Yo hablaba de la soledad como si la conociera, a veces le reprochaba severamente porque osaba acompañarme. Le reclama injustamente a la vida porque estaba en ese estado tan lamentable, sola.

Pero no era así... no la conocía. Ni siquiera había intentado tocar mi puerta, yo no sabia lo que era dedicar cestas al cielo, beber sola cantando alguna canción  que exija el grito herido, no sabía lo que era jugar para alguien diferente que no me grite  ni me quiera tanto para que me exija.. ni sabia lo que era pasar un sábado sin la invitación bella de películas y besos.

No sabia lo que era desear hablar horas interminables con mis amigas y que ahora estén lejos, que no haya onces en la casa de ella, ni bailes, ni tardes en el parque de mi pueblo chupando helado de maracuyá.

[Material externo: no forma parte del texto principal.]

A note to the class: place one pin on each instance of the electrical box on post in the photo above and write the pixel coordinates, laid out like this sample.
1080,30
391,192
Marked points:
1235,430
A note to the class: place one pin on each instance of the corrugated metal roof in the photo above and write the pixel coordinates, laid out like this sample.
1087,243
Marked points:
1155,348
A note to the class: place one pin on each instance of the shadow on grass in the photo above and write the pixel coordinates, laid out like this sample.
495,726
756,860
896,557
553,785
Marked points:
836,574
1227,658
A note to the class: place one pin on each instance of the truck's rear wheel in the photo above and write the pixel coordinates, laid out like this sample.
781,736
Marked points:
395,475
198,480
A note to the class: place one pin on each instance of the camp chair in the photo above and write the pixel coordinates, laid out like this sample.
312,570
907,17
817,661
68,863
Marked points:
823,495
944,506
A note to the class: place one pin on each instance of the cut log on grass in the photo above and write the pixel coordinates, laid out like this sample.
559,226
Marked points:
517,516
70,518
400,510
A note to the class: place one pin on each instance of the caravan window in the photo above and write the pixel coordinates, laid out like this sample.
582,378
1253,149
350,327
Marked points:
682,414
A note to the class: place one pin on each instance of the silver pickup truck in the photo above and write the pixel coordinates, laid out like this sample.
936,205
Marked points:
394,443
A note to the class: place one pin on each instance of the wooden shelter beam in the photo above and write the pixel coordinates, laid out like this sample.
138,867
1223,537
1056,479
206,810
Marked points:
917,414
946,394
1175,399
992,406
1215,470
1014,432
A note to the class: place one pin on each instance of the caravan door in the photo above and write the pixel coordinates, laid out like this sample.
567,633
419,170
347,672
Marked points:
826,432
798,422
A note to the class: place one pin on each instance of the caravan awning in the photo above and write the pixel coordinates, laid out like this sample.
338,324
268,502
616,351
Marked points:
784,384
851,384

La soledad es difícil y es prima lejana de la independencia, esa tan anhelada y tan severa. Yo la veía a diario en otros ojos, en los de mi abuela mientras hila lana y extraña a sus muertos, en los de los ancianos que se emparedan en un ancianato, en quien no puede celebrar sus logros con un alma dispuesta a brindar. Cuando transito por la sexta huele a soledad, cuando miro hacia arriba en los edificios altos también, en los que ven su tierra en el horizonte y piensan en sus animales, en el viajero, en el sedentario con su única compañía, sus fantasmas, en el etéreo y en el fugaz.

Y ahora la vida se encarga que  todo el mundo me este dejando sola, siempre supe que ese día llegaría pero contaba con los primeros que se fueron, Y no he de mentir por mi culpa, porque las palabras como sanan destruyen, porque las actitudes negativas arrasan como si fueran cual huracán y aveces, solo a veces, las lágrimas no son suficientes.